[Communiqué de presse] De la réaction de l'exécutif face à la mort de la jeune Lyhanna
Publié le 5 juin 2026
Le Syndicat de la magistrature partage l'émotion nationale engendrée par la disparition de la jeune Lyhanna.
La survenance d’un tel évènement implique nécessairement d’en interroger les causes. Cet examen se doit d’être exhaustif et ne peut passer sous silence les enjeux structurels impactant depuis des décennies tant la justice, ses moyens d’investigation, que le traitement des violences à l’encontre des enfants.
Les magistrats et magistrates ont conscience des responsabilités qui sont les leurs, et les endossent au quotidien. Ils et elles ne peuvent laisser le président de la République et le garde des Sceaux faire croire que seules des responsabilités individuelles devraient être recherchées et que les dysfonctionnements ne seraient le résultat que d’une simple désorganisation. Les responsabilités sont avant tout politiques.
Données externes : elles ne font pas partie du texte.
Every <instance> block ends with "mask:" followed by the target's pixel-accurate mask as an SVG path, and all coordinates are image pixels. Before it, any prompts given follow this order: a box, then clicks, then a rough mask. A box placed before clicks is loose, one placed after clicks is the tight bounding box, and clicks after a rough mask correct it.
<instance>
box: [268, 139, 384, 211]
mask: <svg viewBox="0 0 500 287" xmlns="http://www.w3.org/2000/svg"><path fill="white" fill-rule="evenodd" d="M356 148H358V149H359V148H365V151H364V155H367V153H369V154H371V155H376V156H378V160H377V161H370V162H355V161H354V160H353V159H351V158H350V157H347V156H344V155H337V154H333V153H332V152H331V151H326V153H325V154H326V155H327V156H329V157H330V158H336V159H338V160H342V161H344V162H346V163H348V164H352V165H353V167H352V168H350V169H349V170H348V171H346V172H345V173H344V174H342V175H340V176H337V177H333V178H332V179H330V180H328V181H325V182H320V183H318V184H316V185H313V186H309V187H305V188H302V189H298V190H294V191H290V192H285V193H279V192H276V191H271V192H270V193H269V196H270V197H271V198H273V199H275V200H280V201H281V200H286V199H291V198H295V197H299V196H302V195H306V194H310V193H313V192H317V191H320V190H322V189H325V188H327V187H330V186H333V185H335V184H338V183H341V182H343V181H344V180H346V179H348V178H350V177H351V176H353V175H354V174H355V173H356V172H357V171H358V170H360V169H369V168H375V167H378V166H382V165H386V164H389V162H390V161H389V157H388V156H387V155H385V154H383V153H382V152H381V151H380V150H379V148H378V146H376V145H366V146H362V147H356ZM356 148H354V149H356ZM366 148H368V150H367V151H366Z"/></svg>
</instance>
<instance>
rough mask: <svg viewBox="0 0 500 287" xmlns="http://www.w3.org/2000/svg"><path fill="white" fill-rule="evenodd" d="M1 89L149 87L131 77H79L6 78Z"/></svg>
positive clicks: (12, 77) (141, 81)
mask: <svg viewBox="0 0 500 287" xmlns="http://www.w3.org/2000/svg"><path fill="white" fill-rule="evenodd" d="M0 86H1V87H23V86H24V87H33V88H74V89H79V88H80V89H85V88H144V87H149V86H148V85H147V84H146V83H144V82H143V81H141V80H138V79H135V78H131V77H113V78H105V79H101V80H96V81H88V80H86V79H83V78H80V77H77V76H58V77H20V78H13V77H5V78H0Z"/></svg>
Il n’est pas acceptable d’entendre Gérald Darmanin se dire « terrifié » par le dysfonctionnement de la justice, comme s’il venait de le découvrir.
Le Syndicat de la magistrature et de nombreux·ses professionnel·les de l’enfance dénoncent depuis des années l’abandon des mineur·es victimes qui subissent de plein fouet la destruction de l’ensemble de nos services publics. En 2024, nous avons publié un état des lieux de la protection de l’enfance, qui révélait l’impuissance des magistrat·es face à la lenteur de la prise en charge des plaintes des enfants et de l’absence de volonté politique d’y remédier.
Depuis près d’une décennie, nous ne comptons plus les rapports et les notes, les alertes que nous adressons au garde des Sceaux et aux parlementaires pour alerter sur l’incapacité qu’ont les magistrat·es autant que les services d’investigation à mener des enquêtes de qualité dans des délais raisonnables, faute de moyens humains et matériels. La semaine dernière encore, nous dénoncions les mesures et le discours d’affichage du ministre de la Justice et exigions davantage de moyens mais aussi une meilleure formation des professionnel·les.
Nous ne cessons d’exiger, en vain, une priorisation du contentieux des violences faites aux enfants, systématiquement relégué au second plan, après les opérations de communication de type « Place nette » et le traitement de la délinquance visible.
Faut-il encore le rappeler : c’est bien Gérald Darmanin, alors ministre de l’Intérieur, qui a orchestré le démantèlement de la police judiciaire, favorisant la culture du chiffre au détriment de la qualité des enquêtes et vidant les services d’enquêteur·rices formé·es à ce contentieux.
Il ne suffit pas d’afficher une priorité, il convient de nous donner les moyens de l’exécuter.
De simples déclarations de principe ne suffiront jamais à assurer la protection effective des enfants. Seule la mise en place d’une politique publique prioritaire incluant l’ensemble de tous les services publics permettra de faire face à cette urgence.